時代に取り残されたような守加護の街のたたずまいは、どう観ても映画のセット。
登場人物のファッションや走っている車も20世紀初頭の雰囲気。
それなのに、みんな携帯電話で連絡を取り合っている・・・・・
リアリティーを求める映画じゃありません。「物語は絵空事でも、いかにもリアルに見せなきゃ」という主流からは完全に一線を画している。でも、そこには監督・三谷幸喜の強いこだわりと信念があった、と思う。そうでなければウソくささばかりが目立つ、どうしようもないおチャラケ映画になったところだ。
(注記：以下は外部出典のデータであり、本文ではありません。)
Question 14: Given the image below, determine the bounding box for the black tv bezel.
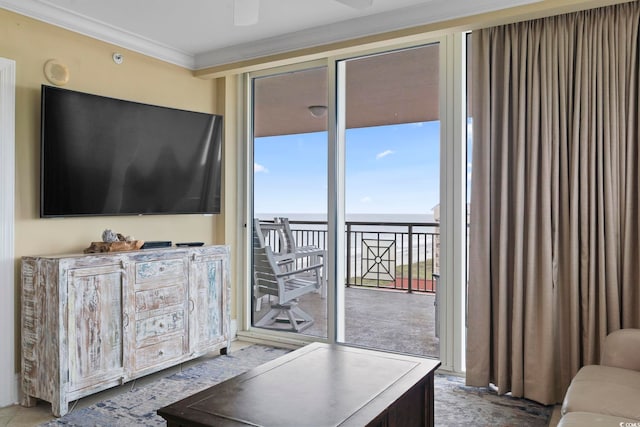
[38,84,224,219]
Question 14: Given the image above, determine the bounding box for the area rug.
[41,345,553,427]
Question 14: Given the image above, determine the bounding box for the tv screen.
[40,85,222,217]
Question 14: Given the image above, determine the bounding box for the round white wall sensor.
[44,59,69,86]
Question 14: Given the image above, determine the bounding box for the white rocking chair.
[253,242,322,332]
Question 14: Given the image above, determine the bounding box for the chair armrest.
[600,329,640,371]
[276,264,322,278]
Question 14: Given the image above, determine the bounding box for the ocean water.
[256,213,439,275]
[256,213,434,223]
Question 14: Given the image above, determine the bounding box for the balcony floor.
[256,287,440,358]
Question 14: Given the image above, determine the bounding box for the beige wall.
[0,9,225,398]
[0,10,222,257]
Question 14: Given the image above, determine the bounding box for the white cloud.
[376,150,394,159]
[253,163,269,173]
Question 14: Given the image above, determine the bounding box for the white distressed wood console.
[22,246,231,416]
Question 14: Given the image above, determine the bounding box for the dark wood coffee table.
[158,343,440,427]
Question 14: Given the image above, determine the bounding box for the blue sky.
[254,121,440,214]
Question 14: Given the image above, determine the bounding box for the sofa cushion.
[557,412,638,427]
[562,365,640,421]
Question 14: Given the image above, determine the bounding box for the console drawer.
[135,336,185,369]
[136,284,186,313]
[136,310,186,347]
[136,259,187,286]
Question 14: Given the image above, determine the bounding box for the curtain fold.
[467,2,640,404]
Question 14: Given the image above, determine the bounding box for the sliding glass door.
[337,43,441,357]
[247,64,327,338]
[245,34,467,371]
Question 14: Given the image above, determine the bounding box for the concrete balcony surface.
[255,287,440,358]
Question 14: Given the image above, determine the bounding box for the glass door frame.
[238,59,333,347]
[238,33,467,372]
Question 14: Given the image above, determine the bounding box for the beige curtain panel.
[467,2,640,404]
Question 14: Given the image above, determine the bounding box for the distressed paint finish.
[67,265,124,391]
[189,248,231,355]
[21,246,231,416]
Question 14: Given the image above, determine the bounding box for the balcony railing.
[258,220,440,292]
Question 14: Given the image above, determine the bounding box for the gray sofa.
[558,329,640,427]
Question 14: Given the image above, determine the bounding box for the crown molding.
[0,0,195,69]
[0,0,541,70]
[195,0,541,70]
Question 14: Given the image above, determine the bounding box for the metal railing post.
[407,225,413,293]
[346,224,351,288]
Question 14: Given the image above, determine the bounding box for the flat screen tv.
[40,85,222,218]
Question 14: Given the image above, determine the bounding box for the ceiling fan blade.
[233,0,260,26]
[336,0,373,9]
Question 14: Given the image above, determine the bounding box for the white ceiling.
[0,0,540,69]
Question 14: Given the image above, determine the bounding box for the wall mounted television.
[40,85,222,218]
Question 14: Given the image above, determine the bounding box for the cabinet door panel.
[67,265,124,391]
[189,257,225,353]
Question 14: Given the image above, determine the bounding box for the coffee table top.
[158,343,440,426]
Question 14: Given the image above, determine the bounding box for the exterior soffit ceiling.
[254,44,439,137]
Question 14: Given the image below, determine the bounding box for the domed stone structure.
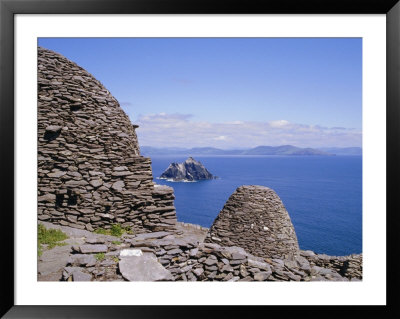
[38,47,176,232]
[205,186,299,258]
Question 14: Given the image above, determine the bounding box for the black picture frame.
[0,0,400,318]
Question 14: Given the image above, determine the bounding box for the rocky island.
[160,157,216,182]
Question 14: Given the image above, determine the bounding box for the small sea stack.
[205,186,299,258]
[160,157,215,182]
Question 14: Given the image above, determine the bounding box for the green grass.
[38,224,68,257]
[94,224,133,237]
[94,253,106,261]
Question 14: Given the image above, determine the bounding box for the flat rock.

監督の強固な信念を完全に理解して本気で演じている上手い役者たちと、巧みなデレクションと洒落たセンスにあふれた三谷の脚本と演出で、上質のコメディーになっていたと思います。映画そのものに対する限りないレスペクトと愛情に満ちた、大掛かりで贅沢で、それでいてハイセンスな素敵な芝居でした。
先ごろ急逝された名監督・市川昆、昭和の喜劇映画の二枚目役者として欠かせなかった名優・柳澤槇一が出演していたのも嬉しかった。ふつうの映画では到底考えられないカメオ出演者(チョイ出の顔見せ出演者)の数も凄かった。みんなみんな、「映画はいいよねー」という三谷のメッセージ。私はそのメッセージに大きくうなずかざるを得ない。この映画そのものは名作とはいえないかも知れないけど、洋画・邦画を問わず、私たちを楽しませ夢中にさせてきた数々の名画へのとても素直な賛辞と愛情に、少し涙した私でした。
マジックアワー・・・・・太陽が沈みきって、ほんとうの夜になる直前の夢のような一瞬・・・・・
「その日のマジックアワーを見逃したらどうしたら良いと思う?・・・・・次の日を待てばいいのさ」
ああ、なんて素敵なんだ。
★★★★★ 三谷幸喜、恐るべし! 大好きな映画です。